Franschhoek’s Food and Wine Route has established it as the gourmet capital of South Africa.

Many of the French Protestants (Huguenots) who lost their national citizenship in 1685 gained a little piece of heaven when they came to live in South Africa.

For nearly a century before 1685, the Huguenots in France had lived under the protection of the Edict of Nantes, which assured freedom of religion. This was revoked by King Louis XIV, and thus began the mass exodus of Huguenots from France.

The Dutch East India Company, which ruled the Cape at the time, was keen on Huguenot immigrants – they came with a vast bouquet of skills and a can-do attitude so necessary for frontier survival.

The nearly 300-strong group of Huguenots who arrived were given land in a valley called Olifantshoek ('Elephant’s Corner'). But where others saw vast herds of marauding elephants, hardships by the bushel and bleak mountains, the Huguenots saw great wine terroir – and set to work almost immediately. Olifantshoek became Franschhoek – French Corner.

Within 60 years, few of the Huguenots were speaking French – at least in public – anymore. They had been assimilated into the Dutch culture, which later morphed into the Afrikaner culture.

But as you drive through the shady lanes of Franschhoek on a sunny day, past the orchards and vineyards, the elegant main street and up to the Huguenot Museum, it all looks and feels very Gallic. Franschhoek has become one of South Africa’s most stylish, sought-after little towns and it celebrates its French roots in a number of ways. Most of its restaurants, antique shops, festivals and streets all bear French names.

There was wine in South Africa before the Huguenots arrived, but once their expertise and natural love for viticulture was blended into the industry, the future of wine-making changed. South Africa has established itself as a world leader in quality wine production – thanks in no small part to the Huguenots and the French cultural influence on South Africa.

Travel tips & Planning info

Who to contact

Franschhoek Huguenot Museum
Tel: +27 (0) 21 8762532
Email: hugenoot@museum.co.za

How to get here

Franschhoek is less than an hour's drive east from Cape Town via Stellenbosch or Paarl.

Best time to visit

Franschhoek lies in the winter rainfall area and is best-looking in spring (September to October) but is a year-round destination.

Around the area

There are great day trips to Stellenbosch, Hermanus and the fishing villages of False Bay from Franschhoek.

Tours to do

The range of tours available in the district includes shark diving, wine estate visits, aerial adventures, 'book safaris', exclusive game lodges and a quiet day spent on a lonely beach or in the countryside.

Get around

Hire a car from Cape Town.

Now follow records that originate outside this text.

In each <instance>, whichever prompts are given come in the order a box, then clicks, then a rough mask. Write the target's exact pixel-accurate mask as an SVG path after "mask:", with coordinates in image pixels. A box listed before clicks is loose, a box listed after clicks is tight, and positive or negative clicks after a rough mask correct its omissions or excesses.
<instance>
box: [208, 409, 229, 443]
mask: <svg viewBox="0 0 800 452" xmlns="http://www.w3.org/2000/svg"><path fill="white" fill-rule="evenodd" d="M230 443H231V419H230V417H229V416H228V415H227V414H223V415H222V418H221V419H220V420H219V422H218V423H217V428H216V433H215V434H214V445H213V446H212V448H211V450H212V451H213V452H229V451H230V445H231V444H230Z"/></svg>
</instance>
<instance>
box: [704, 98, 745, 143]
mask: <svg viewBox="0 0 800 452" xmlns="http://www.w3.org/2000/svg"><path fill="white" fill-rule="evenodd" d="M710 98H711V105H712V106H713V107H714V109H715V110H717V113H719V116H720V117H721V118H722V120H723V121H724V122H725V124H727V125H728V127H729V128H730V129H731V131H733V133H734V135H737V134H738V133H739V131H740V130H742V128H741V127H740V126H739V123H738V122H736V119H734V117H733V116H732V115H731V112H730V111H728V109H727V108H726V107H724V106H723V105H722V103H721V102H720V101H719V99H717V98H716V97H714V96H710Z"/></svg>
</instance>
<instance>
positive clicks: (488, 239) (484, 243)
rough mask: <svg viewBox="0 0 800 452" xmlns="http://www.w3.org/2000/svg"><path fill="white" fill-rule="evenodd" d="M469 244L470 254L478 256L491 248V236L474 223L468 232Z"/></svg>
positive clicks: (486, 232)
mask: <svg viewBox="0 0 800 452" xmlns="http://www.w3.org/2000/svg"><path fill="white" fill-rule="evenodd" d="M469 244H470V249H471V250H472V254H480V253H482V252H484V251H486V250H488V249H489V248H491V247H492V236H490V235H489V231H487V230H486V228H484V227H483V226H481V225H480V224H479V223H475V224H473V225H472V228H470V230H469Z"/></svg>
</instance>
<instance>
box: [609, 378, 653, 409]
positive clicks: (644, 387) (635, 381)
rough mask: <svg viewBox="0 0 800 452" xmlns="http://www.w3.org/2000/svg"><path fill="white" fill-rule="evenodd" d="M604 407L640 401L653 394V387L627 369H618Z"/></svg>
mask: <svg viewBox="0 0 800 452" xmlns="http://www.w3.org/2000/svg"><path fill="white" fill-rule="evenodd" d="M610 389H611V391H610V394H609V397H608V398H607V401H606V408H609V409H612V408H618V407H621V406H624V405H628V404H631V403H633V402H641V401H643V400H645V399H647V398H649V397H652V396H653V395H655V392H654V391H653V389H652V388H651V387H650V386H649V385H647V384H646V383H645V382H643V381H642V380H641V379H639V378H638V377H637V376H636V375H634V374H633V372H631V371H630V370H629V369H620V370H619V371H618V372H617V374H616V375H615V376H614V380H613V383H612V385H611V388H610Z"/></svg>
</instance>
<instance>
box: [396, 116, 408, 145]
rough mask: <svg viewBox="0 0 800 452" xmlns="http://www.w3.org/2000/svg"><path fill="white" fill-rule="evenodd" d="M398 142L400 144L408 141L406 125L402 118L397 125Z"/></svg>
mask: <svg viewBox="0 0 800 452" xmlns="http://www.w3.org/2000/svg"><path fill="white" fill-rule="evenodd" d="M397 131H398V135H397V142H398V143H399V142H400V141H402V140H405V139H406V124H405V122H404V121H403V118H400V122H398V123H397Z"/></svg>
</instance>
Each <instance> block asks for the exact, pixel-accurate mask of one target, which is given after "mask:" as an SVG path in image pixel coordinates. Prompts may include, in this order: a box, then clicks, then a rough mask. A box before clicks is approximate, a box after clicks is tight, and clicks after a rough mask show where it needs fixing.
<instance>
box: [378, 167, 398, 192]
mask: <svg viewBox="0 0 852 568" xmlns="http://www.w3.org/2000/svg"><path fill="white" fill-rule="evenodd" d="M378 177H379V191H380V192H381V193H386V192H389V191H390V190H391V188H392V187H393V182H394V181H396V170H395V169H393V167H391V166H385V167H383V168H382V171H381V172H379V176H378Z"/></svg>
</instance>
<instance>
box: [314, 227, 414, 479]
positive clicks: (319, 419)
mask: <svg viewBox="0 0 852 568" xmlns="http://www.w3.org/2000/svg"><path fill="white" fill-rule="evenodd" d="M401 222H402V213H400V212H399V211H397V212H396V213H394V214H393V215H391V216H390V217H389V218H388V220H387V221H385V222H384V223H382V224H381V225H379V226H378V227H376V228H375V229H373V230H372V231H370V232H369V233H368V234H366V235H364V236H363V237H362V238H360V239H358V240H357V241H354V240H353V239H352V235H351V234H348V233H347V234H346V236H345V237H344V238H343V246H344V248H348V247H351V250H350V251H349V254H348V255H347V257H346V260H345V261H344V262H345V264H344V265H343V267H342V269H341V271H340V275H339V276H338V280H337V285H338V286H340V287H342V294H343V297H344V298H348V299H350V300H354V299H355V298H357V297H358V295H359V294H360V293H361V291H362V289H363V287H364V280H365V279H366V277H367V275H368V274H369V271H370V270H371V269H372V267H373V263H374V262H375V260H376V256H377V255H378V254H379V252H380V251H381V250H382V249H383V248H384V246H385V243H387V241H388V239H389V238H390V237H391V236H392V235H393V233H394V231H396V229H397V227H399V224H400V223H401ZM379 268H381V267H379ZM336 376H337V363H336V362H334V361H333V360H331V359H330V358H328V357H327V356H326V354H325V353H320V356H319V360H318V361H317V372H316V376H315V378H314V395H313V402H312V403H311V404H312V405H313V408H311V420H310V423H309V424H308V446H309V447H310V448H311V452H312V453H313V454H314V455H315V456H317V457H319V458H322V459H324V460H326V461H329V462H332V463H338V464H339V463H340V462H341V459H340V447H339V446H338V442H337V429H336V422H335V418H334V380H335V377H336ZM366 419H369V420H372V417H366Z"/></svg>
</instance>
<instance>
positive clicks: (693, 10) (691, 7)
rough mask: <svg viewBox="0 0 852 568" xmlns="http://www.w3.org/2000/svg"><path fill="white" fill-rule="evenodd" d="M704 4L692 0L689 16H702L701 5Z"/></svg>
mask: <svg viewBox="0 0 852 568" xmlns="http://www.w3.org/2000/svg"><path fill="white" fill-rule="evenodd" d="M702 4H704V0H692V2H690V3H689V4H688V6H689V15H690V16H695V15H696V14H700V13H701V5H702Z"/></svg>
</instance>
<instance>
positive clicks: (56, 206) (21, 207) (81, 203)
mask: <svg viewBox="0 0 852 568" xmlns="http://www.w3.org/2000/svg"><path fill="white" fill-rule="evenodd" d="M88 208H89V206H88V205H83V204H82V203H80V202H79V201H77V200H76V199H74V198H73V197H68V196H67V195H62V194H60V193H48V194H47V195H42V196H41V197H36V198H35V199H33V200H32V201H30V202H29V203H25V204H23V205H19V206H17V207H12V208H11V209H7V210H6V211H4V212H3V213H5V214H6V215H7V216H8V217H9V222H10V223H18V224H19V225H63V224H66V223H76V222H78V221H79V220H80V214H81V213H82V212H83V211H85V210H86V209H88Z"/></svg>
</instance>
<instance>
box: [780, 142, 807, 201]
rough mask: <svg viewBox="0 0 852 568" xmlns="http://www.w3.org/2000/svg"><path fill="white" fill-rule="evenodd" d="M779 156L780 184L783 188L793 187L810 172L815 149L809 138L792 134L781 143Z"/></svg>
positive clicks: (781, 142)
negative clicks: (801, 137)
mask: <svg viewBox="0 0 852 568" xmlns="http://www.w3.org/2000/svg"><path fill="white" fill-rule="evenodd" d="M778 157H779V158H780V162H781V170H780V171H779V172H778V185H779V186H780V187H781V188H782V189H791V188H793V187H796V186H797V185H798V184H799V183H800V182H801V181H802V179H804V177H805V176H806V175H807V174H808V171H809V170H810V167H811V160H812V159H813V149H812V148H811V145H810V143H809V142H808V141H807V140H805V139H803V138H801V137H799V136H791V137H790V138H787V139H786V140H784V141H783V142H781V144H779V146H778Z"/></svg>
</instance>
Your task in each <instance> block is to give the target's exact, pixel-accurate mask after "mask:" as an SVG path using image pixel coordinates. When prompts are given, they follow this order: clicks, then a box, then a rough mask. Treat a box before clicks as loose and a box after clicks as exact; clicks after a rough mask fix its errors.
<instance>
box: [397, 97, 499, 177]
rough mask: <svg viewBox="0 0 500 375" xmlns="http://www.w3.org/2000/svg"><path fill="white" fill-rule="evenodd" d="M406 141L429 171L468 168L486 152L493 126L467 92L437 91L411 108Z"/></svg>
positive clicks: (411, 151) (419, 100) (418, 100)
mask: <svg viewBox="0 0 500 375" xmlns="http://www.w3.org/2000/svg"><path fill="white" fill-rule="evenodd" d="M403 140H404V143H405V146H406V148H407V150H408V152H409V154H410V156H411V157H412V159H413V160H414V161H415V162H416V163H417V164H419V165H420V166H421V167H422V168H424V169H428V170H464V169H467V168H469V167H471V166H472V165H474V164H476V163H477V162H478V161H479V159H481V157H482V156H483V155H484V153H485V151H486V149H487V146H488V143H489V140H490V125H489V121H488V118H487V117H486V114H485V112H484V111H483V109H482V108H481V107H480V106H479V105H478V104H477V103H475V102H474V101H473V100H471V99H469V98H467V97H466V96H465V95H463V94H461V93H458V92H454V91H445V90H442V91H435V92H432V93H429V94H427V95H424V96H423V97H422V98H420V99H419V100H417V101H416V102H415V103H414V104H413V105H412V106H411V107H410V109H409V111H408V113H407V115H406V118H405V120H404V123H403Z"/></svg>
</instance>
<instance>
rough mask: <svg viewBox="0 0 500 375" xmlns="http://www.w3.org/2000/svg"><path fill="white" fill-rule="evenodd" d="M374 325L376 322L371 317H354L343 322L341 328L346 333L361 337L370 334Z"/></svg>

Touring the winelands is one of the great South African experiences.

What will it cost

Accommodation in Franschhoek is mostly upmarket and targetted at the discerning traveller, but is worth the expense.

Length of stay

The area is well worth three days of your time, although you might want to extend your visit to the rest of the Cape winelands and beyond.

What to pack

The best advice here is to take a large empty case along with all your luggage, because you're going to buy books, gourmet foods and wines in the area.

Where to stay

Franschhoek is famous for its many fine guest houses and places to stay.

What to eat

A delicious mix of French cuisine and South African dishes awaits you.

What's happening

Check the Franschhoek websites for book festivals, wine festivals and food festivals.

Best buys

The wines of the region at the estates of origin.